Motivation: Predicting the drug-target interaction is crucial for drug discovery as well as drug repurposing. Machine learning is commonly used in drug-target affinity (DTA) problem. However, machine learning model faces the cold-start problem where the model performance drops when predicting the interaction of a novel drug or target. Previous works try to solve the cold start problem by learning the drug or target representation using unsupervised learning. While the drug or target representation can be learned in an unsupervised manner, it still lacks the interaction information, which is critical in drug-target interaction. Results: To incorporate the interaction information into the drug and protein interaction, we proposed using transfer learning from chemical-chemical interaction (CCI) and protein-protein interaction (PPI) task to drug-target interaction task. The representation learned by CCI and PPI tasks can be transferred smoothly to the DTA task due to the similar nature of the tasks. The result on the drug-target affinity datasets shows that our proposed method has advantages compared to other pretraining methods in the DTA task.

Counterfactual Explanation with Multi-Agent Reinforcement Learning for Drug Target Prediction

Motivation: Several accurate deep learning models have been proposed to predict drug-target affinity (DTA). However, all of these models are black box hence are difficult to interpret and verify its result, and thus risking acceptance. Explanation is necessary to allow the DTA model more trustworthy. Explanation with counterfactual provides human-understandable examples. Most counterfactual explanation methods only operate on single input data, which are in tabular or continuous forms. In contrast, the DTA model has two discrete inputs. It is challenging for the counterfactual generation framework to optimize both discrete inputs at the same time. Results: We propose a multi-agent reinforcement learning framework, Multi-Agent Counterfactual Drug-target binding Affinity (MACDA), to generate counterfactual explanations for the drug-protein complex. Our proposed framework provides human-interpretable counterfactual instances while optimizing both the input drug and target for counterfactual generation at the same time.
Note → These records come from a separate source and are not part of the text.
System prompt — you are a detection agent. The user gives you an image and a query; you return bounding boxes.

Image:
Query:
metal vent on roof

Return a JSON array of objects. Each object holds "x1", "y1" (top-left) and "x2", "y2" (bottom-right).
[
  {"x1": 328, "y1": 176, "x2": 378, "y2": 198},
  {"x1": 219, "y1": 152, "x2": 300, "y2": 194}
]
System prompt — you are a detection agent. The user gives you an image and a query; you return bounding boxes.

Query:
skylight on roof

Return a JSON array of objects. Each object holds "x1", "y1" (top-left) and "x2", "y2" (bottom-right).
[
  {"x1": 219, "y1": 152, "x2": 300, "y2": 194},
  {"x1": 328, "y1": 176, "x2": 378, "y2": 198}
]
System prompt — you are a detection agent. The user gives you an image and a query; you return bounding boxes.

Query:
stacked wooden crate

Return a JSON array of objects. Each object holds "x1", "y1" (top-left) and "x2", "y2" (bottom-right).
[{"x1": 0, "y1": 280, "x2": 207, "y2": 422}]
The result on the Davis dataset shows the advantages of the proposed MACDA framework compared with previous works.

GEFA: Early Fusion Approach in Drug-Target Affinity Prediction

Predicting the interaction between a compound and a target is crucial for rapid drug repurposing. Deep learning has been successfully applied in drug-target affinity (DTA) problem. However, previous deep learning-based methods ignore modeling the direct interactions between drug and protein residues. This would lead to inaccurate learning of target representation which may change due to the drug binding effects. In addition, previous DTA methods learn protein representation solely based on a small number of protein sequences in DTA datasets while neglecting the use of proteins outside of the DTA datasets. We propose GEFA (Graph Early Fusion Affinity), a novel graph-in-graph neural network with attention mechanism to address the changes in target representation because of the binding effects. Specifically, a drug is modeled as a graph of atoms, which then serves as a node in a larger graph of residues-drug complex. The resulting model is an expressive deep nested graph neural network. We also use pre-trained protein representation powered by the recent effort of learning contextualized protein representation. The experiments are conducted under different settings to evaluate scenarios such as novel drugs or targets. The results demonstrate the effectiveness of the pre-trained protein embedding and the advantages our GEFA in modeling the nested graph for drug-target interaction.